Purpose: To examine the magnitude and time course of central epithelial, stromal and total corneal thickness changes during sealed miniscleral contact lens wear and the influence of initial central corneal clearance upon these thickness changes.

Methods: High-resolution OCT images were captured over an 8 h period of miniscleral contact lens wear (using a rotationally symmetric 16.5 mm diameter lens) in 15 young, healthy participants with normal corneae. Corneal thickness data were derived from OCT images using semi-automated image processing techniques over the central 4 mm.

Results: Changes in stromal and total corneal thickness followed a similar pattern throughout lens wear with oedema first detected 15 min after lens insertion (0.47 ± 0.09% increase in stromal and total corneal thickness, both p < 0.01) which peaked after 90 min of lens wear (1.36 ± 0.24% increase in stromal and 1.18 ± 0.20% increase in total corneal thickness, both p < 0.01) and gradually decreased thereafter. Epithelial thickness increased slightly during the first 30 min of lens wear (0.56 ± 0.30% increase, p > 0.05), then rapidly decreased reaching a minimum thickness 480 min after lens insertion (2.38 ± 0.70% decrease, p < 0.05). The maximum total corneal oedema, maximum stromal oedema, and maximum epithelial thinning were not associated with the initial central corneal clearance or the extent of lens settling over the 8 h period (all p > 0.05). Greater initial central corneal clearance resulted in less oxygen concentration reaching the cornea (∼2% less) based on previously published data, which manifested as ∼0.5% more central corneal oedema.

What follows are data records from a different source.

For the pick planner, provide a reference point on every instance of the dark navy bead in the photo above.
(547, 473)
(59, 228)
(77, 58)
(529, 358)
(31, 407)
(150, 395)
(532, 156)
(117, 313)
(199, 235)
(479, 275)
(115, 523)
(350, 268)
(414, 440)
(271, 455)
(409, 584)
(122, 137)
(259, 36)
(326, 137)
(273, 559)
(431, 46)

Conclusions: Scleral lens induced corneal oedema is stromal in nature. On average, central stromal and total corneal thickness increased rapidly following lens insertion and peaked after 90 min, while central epithelial thickness gradually decreased throughout lens wear consistent with natural diurnal variation. A greater initial central corneal clearance resulted in reduced oxygen delivery to the cornea, which had minimal short-term impact upon healthy eyes, however, minimising central corneal clearance may be important in eyes with reduced endothelial cell function to minimise hypoxic stress.